5. Declaração de Produção Anual
Mantida a obrigatoriedade conforme Portaria MAPA nº 615/2023.
Para 2025:
O sistema foi suspenso.
Haverá prazo adicional de 1 mês após o restabelecimento.
A omissão caracteriza infração moderada. O MAPA pode aplicar sanções em até 5 anos.
6. Rotulagem: Pontos Críticos
Exigências principais:
Denominação do produto no painel principal (ex: “cerveja”, “cerveja puro malte”), distinta do estilo.
Informações claras, precisas, completas e em português.
Rótulo de difícil remoção.
Prazos de validade em formatos regulamentados.
Proibição de elementos que induzam o consumidor a erro.
Quando o Responsável Técnico for químico, é obrigatória a indicação do nome e número do CRQ no rótulo (conforme CLT, art. 339).
7. Novas Categorias e Denominações
Extinção do “coquetel composto”.
Inclusão de “bebida alcoólica mista” e “fermentado vegetal”.
Cervejas com suco de uva deixam de ser classificadas como “cerveja”, passando a outra categoria regulatória.
8. Terpenos e Referências à Cannabis
Tema recorrente em autuações.
Riscos:
Uso de elementos gráficos ou termos que associem o produto a cannabis.
Indução do consumidor a erro.
Orientações:
Eliminar referências visuais ou linguísticas que sugiram substância psicotrópica.
Especificar claramente a composição dos terpenos.
Treinar equipes de marketing e vendas.
9. Relação com Conselhos Profissionais (CRQ/CREA)
Há jurisprudência favorável à indústria de bebidas quanto à ilegalidade da exigência de registro de pessoa jurídica para emissão de ART/CRT.
Estratégia recomendada:
Ajuizar ação para cancelamento do registro e suspensão de anuidades.
Não interromper pagamentos sem ação judicial para evitar execução fiscal.
10. Gestão de Marcas (INPI)
O registro de marca é essencial para proteção jurídica.
Pontos relevantes:
Depósito inicial já garante prioridade.
Taxa inicial aproximada: R$ 440.
Vigência: 10 anos.
Prazo médio de análise: 12 a 18 meses.
Avaliação de Risco e Prioridades
O novo decreto não representa apenas mudança formal, mas alteração estrutural na lógica regulatória.
Prioridades operacionais:
Estruturar rastreabilidade.
Revisar rotulagem.
Responder notificações de porte.
Preparar Declaração Anual.
Preservar primariedade para conversão de infrações leves.

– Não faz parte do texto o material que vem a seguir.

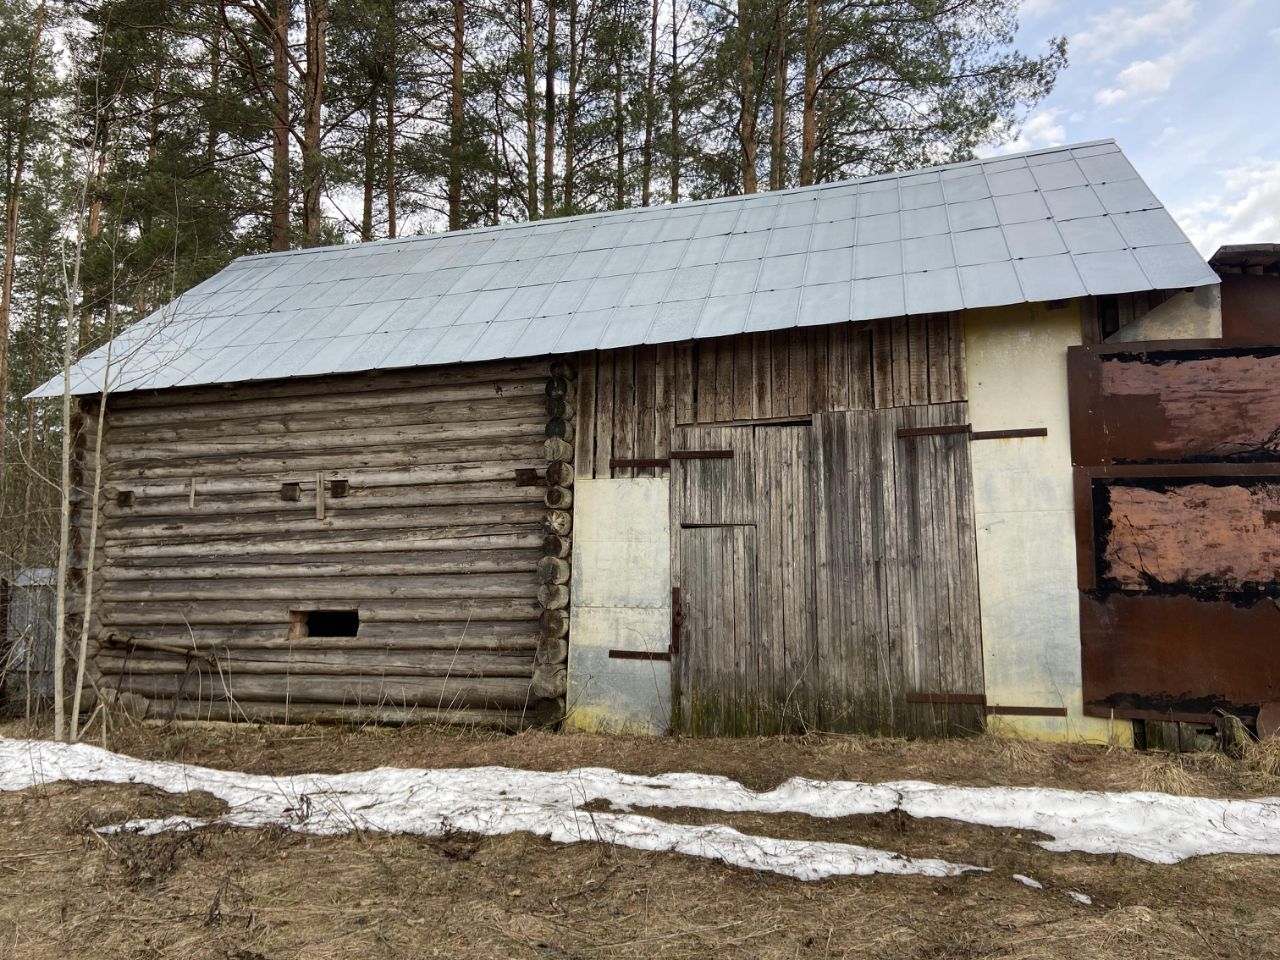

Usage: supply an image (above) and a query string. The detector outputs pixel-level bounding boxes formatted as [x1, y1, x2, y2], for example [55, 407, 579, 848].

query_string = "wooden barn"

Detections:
[40, 139, 1272, 744]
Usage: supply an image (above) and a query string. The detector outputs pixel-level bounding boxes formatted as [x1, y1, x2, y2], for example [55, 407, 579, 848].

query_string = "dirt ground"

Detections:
[2, 718, 1279, 960]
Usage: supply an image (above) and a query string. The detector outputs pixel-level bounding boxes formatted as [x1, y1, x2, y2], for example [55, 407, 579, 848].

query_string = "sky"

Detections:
[985, 0, 1280, 255]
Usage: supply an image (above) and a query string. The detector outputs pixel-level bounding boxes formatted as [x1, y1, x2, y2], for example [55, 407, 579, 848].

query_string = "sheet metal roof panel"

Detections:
[1075, 249, 1152, 295]
[1112, 209, 1189, 248]
[1014, 254, 1088, 301]
[942, 173, 992, 203]
[1003, 220, 1068, 259]
[797, 280, 853, 327]
[850, 275, 905, 321]
[904, 269, 963, 315]
[1059, 216, 1128, 255]
[1134, 243, 1220, 288]
[947, 198, 999, 232]
[33, 139, 1218, 398]
[959, 261, 1024, 308]
[953, 226, 1010, 266]
[1043, 185, 1106, 221]
[1031, 160, 1088, 191]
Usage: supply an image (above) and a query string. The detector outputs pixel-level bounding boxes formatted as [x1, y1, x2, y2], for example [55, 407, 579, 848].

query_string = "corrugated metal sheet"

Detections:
[32, 139, 1219, 397]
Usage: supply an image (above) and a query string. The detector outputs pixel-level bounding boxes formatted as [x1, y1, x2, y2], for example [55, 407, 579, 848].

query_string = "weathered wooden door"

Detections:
[670, 403, 984, 737]
[671, 424, 816, 735]
[812, 404, 984, 736]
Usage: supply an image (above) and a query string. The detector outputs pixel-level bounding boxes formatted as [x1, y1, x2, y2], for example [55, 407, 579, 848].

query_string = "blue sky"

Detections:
[985, 0, 1279, 254]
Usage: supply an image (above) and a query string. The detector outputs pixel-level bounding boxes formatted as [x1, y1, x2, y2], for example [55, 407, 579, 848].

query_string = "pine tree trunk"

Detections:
[669, 0, 679, 203]
[799, 0, 819, 187]
[563, 0, 578, 211]
[523, 0, 539, 219]
[613, 49, 625, 208]
[80, 145, 105, 352]
[271, 0, 291, 251]
[361, 91, 378, 242]
[448, 0, 464, 230]
[738, 4, 758, 194]
[769, 1, 787, 191]
[543, 0, 556, 216]
[207, 13, 221, 164]
[301, 0, 328, 246]
[0, 0, 48, 502]
[640, 0, 658, 206]
[385, 13, 398, 239]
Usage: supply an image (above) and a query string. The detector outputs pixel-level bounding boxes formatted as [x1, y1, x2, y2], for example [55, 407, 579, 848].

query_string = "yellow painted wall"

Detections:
[565, 478, 672, 735]
[964, 302, 1132, 745]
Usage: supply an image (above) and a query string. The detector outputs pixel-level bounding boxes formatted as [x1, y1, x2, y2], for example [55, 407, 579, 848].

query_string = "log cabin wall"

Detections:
[573, 314, 967, 478]
[73, 359, 571, 727]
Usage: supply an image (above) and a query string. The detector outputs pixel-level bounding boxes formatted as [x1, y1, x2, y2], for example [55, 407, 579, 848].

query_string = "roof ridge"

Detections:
[233, 139, 1120, 266]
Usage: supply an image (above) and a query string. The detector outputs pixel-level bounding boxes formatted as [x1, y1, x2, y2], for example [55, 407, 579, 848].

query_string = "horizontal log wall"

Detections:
[574, 315, 966, 479]
[81, 360, 558, 726]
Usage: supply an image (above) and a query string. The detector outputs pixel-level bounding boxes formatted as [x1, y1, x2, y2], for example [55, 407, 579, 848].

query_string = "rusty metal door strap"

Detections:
[895, 424, 1048, 441]
[903, 692, 1066, 716]
[606, 588, 683, 663]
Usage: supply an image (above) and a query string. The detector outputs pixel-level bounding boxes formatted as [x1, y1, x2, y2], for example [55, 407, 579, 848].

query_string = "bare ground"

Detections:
[2, 718, 1279, 960]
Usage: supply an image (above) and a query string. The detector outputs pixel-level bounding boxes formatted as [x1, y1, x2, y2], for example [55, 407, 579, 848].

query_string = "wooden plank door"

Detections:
[813, 403, 985, 736]
[670, 424, 815, 735]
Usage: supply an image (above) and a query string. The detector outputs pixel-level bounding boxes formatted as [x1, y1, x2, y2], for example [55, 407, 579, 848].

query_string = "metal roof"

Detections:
[32, 139, 1218, 398]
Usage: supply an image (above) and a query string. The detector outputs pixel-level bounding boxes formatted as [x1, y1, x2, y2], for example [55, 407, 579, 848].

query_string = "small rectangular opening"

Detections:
[296, 609, 360, 637]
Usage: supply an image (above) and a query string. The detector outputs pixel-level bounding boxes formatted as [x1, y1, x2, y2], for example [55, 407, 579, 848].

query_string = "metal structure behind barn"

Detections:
[1210, 244, 1280, 340]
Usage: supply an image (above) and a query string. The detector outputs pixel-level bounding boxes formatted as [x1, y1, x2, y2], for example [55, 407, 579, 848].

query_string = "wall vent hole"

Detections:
[299, 609, 360, 637]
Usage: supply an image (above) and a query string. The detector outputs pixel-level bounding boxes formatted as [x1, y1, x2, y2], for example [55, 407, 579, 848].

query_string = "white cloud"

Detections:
[1072, 0, 1197, 61]
[1175, 158, 1280, 255]
[987, 107, 1068, 155]
[1095, 55, 1179, 106]
[1018, 0, 1060, 16]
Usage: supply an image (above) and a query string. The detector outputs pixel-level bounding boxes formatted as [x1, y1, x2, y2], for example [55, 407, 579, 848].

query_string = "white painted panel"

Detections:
[965, 302, 1131, 745]
[567, 478, 671, 735]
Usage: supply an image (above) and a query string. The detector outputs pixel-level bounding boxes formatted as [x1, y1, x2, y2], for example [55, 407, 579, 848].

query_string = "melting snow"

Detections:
[2, 737, 1279, 882]
[1013, 874, 1044, 889]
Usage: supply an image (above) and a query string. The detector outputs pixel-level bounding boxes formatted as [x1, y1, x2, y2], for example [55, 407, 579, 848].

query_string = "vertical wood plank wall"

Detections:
[574, 314, 966, 477]
[75, 360, 559, 726]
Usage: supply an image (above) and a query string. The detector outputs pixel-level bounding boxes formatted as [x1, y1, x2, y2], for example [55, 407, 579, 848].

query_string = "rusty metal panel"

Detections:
[1070, 338, 1280, 724]
[1081, 593, 1280, 722]
[1068, 342, 1280, 466]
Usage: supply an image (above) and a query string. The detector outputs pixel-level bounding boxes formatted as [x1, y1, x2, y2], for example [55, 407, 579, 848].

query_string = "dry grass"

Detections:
[1242, 736, 1280, 779]
[1135, 755, 1208, 796]
[2, 719, 1279, 959]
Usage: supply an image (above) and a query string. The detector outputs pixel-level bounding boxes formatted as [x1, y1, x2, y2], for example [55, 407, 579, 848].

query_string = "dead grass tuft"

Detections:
[1135, 755, 1207, 796]
[1242, 736, 1280, 779]
[979, 732, 1053, 776]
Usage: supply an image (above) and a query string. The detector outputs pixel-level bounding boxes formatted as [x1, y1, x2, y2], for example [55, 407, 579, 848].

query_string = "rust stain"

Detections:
[1100, 481, 1280, 595]
[1092, 350, 1280, 463]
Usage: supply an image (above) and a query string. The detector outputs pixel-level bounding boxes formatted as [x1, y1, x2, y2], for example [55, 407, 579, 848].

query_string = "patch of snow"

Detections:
[1068, 890, 1093, 905]
[0, 738, 971, 882]
[3, 737, 1279, 882]
[1013, 874, 1044, 889]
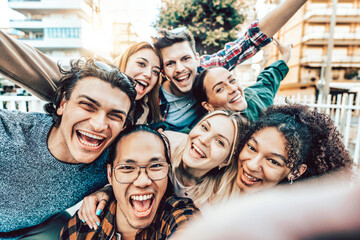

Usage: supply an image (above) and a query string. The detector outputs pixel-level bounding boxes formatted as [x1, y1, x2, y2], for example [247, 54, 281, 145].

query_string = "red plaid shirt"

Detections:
[198, 20, 272, 73]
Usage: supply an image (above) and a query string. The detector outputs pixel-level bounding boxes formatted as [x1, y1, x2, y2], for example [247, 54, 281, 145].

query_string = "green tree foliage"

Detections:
[154, 0, 245, 55]
[344, 68, 359, 80]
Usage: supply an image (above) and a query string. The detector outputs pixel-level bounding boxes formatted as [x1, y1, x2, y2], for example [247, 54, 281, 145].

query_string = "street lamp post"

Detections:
[321, 0, 337, 103]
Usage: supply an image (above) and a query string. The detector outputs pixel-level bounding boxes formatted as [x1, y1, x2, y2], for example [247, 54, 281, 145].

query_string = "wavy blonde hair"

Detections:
[114, 42, 162, 122]
[172, 110, 248, 205]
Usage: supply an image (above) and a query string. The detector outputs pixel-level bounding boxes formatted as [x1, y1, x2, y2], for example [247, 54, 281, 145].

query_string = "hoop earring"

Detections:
[289, 177, 294, 185]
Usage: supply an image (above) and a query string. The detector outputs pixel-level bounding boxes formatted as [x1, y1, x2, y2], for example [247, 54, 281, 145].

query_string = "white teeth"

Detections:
[230, 94, 241, 103]
[136, 80, 148, 87]
[78, 130, 104, 140]
[244, 172, 259, 181]
[134, 207, 151, 216]
[192, 144, 206, 158]
[176, 74, 189, 81]
[131, 194, 153, 201]
[79, 138, 100, 147]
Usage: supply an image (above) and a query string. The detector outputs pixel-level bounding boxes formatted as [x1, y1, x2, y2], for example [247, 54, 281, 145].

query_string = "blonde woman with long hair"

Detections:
[164, 110, 247, 207]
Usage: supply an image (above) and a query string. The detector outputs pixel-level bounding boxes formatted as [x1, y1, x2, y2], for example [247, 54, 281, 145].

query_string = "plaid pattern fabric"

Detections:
[198, 20, 272, 73]
[59, 195, 199, 240]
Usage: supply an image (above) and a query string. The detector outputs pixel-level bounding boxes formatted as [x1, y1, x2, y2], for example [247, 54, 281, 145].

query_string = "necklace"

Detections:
[177, 163, 202, 187]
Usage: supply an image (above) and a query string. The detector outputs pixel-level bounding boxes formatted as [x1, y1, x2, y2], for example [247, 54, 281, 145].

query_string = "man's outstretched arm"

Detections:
[0, 30, 60, 101]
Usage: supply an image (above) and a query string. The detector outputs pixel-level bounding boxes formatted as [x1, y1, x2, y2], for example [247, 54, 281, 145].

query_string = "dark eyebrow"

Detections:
[212, 81, 225, 91]
[124, 159, 136, 164]
[79, 95, 100, 107]
[150, 157, 165, 162]
[250, 137, 287, 162]
[122, 157, 165, 164]
[78, 95, 127, 116]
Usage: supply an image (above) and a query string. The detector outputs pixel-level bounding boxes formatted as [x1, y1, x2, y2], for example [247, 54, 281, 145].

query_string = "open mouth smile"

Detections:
[229, 93, 243, 103]
[174, 73, 190, 83]
[76, 130, 106, 149]
[130, 193, 155, 218]
[135, 79, 149, 92]
[191, 143, 207, 158]
[241, 170, 262, 186]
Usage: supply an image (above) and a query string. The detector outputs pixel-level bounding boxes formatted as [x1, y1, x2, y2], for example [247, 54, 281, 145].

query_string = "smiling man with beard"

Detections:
[59, 125, 198, 240]
[0, 59, 136, 239]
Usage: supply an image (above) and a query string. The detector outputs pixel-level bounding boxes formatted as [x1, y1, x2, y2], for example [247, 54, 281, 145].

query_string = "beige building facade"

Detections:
[263, 0, 360, 96]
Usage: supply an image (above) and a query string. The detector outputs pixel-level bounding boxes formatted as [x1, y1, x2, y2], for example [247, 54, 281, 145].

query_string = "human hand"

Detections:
[273, 37, 292, 64]
[77, 185, 112, 230]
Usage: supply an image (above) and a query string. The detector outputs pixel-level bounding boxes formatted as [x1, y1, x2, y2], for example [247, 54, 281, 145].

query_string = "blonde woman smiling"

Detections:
[162, 110, 247, 207]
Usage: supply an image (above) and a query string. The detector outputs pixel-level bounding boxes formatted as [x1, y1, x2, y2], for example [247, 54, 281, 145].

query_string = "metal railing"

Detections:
[0, 95, 46, 113]
[1, 94, 359, 164]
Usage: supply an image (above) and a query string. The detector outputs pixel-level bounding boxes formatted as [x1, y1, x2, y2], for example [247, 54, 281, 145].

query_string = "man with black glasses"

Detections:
[0, 59, 136, 239]
[59, 125, 198, 240]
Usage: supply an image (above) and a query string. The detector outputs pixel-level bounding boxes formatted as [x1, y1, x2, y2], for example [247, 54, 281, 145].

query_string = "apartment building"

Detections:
[263, 0, 360, 96]
[111, 22, 139, 60]
[7, 0, 99, 65]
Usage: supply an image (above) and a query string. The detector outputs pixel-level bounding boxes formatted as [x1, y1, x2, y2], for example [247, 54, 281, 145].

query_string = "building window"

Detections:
[44, 28, 81, 39]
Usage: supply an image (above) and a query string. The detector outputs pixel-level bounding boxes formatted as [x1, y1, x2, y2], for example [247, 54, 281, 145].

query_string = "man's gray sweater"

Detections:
[0, 110, 108, 237]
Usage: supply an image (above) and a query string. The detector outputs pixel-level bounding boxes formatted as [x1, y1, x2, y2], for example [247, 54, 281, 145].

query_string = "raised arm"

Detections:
[259, 0, 308, 37]
[199, 0, 306, 72]
[0, 30, 60, 101]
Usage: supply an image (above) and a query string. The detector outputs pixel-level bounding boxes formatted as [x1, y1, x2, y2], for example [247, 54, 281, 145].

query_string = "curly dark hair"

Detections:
[44, 58, 137, 127]
[237, 104, 353, 182]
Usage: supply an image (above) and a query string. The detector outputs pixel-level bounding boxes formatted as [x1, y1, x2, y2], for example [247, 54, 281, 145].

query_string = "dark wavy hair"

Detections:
[192, 67, 212, 105]
[152, 28, 196, 55]
[237, 104, 353, 182]
[44, 58, 137, 127]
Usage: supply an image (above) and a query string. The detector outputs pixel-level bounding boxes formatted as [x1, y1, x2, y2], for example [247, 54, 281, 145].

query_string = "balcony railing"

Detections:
[304, 7, 360, 18]
[302, 32, 360, 44]
[300, 56, 360, 68]
[10, 19, 42, 22]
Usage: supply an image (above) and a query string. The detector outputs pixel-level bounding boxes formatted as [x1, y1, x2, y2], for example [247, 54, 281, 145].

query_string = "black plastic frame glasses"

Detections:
[113, 161, 170, 184]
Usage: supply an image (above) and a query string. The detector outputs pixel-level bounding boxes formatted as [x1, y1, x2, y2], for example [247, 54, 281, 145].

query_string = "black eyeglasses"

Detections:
[91, 59, 137, 87]
[113, 161, 169, 184]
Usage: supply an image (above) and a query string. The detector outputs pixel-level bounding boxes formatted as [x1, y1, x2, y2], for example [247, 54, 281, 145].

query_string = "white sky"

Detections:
[0, 0, 162, 39]
[0, 0, 272, 34]
[0, 0, 272, 54]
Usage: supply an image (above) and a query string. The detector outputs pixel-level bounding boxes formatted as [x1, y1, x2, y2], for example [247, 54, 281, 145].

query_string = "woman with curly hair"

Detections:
[233, 104, 353, 193]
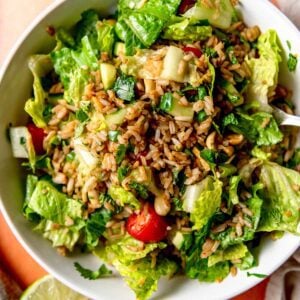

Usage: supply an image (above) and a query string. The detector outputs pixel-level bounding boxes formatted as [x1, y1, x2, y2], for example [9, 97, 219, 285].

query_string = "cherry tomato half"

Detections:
[178, 0, 196, 15]
[126, 203, 168, 243]
[183, 46, 202, 58]
[27, 123, 46, 155]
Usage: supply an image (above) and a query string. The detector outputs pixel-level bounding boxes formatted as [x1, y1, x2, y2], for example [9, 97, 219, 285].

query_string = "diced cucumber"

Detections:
[183, 177, 214, 212]
[160, 93, 194, 122]
[183, 0, 234, 30]
[9, 126, 30, 158]
[221, 80, 244, 106]
[114, 42, 126, 56]
[105, 108, 128, 128]
[74, 138, 98, 175]
[100, 63, 117, 90]
[172, 231, 185, 250]
[161, 46, 185, 82]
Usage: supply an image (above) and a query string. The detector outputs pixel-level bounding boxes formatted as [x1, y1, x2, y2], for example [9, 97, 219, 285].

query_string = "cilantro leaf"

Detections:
[116, 144, 127, 165]
[76, 109, 89, 123]
[74, 262, 112, 280]
[129, 182, 149, 199]
[117, 165, 130, 182]
[287, 53, 298, 72]
[246, 272, 267, 278]
[114, 74, 136, 102]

Avaliar proteção de marcas.
Atualizar programas de autocontrole.
Considerações Finais
O Decreto nº 12.709/2025 reforça a responsabilidade direta das cervejarias sobre seus processos e documentação. A adaptação adequada reduz risco regulatório, evita penalidades e fortalece a governança interna.
A AGM seguirá acompanhando os desdobramentos normativos e prestando orientação técnica aos seus associados.